Private investors were better prepared for the market turmoil than their professional counterparts, Capita Registrars says.
In the eight months to end July, private investors sold £8bn of cyclical shares, such as financial, industrial and energy stocks; while purchasing £2.1bn of defensive stocks, including utilities and consumer goods.
Capita says these stocks, such as tobacco and beverages, are less exposed to troubling market disturbances.
The £5.9bn net equity holdings sale reduced private investor UK Plc share to 11.96%, from 12.15%.
Capita Registrars director John Roundhill says private investor strategy has proved correct.
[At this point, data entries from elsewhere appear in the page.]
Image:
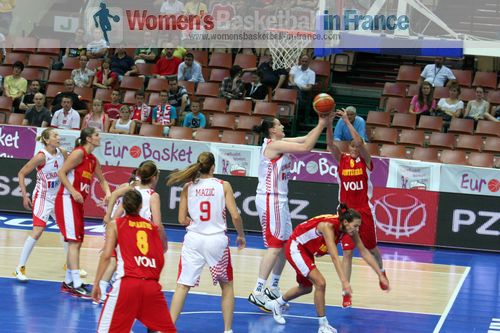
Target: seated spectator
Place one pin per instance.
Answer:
(122, 64)
(37, 115)
(423, 103)
(195, 119)
(28, 99)
(479, 108)
(167, 65)
(76, 47)
(112, 109)
(82, 76)
(124, 124)
(98, 47)
(190, 70)
(105, 78)
(141, 113)
(148, 52)
(164, 114)
(178, 97)
(76, 102)
(342, 133)
(451, 107)
(437, 74)
(232, 87)
(97, 118)
(67, 117)
(255, 90)
(15, 86)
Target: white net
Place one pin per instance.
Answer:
(287, 49)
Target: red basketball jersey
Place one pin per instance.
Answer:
(310, 239)
(81, 176)
(354, 179)
(139, 251)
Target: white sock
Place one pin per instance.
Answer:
(77, 281)
(69, 278)
(259, 286)
(323, 321)
(29, 244)
(275, 280)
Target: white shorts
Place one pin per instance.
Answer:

“For several months our research has shown a steady sell trend by private investors and how they have been refocusing their portfolios on defensive stocks,” he says.
“We pin-pointed in June that their nervousness suggested a correction was imminent.
“When the turmoil began to hit in the middle of July, private investors were ready for it.”
Capita Registrars says contrary to popular belief, the notion private investors sell at the bottom and buy at the top is not accurate.
It says the £1.4bn sales and purchases figure for June and July was the third lowest in the last 18 months, despite record overall trading volumes on the London exchange.
“When markets are most uncertain, private investors sit tight," Roundhill says.
"Medium to long-term investors prefer not to trade in volatile markets."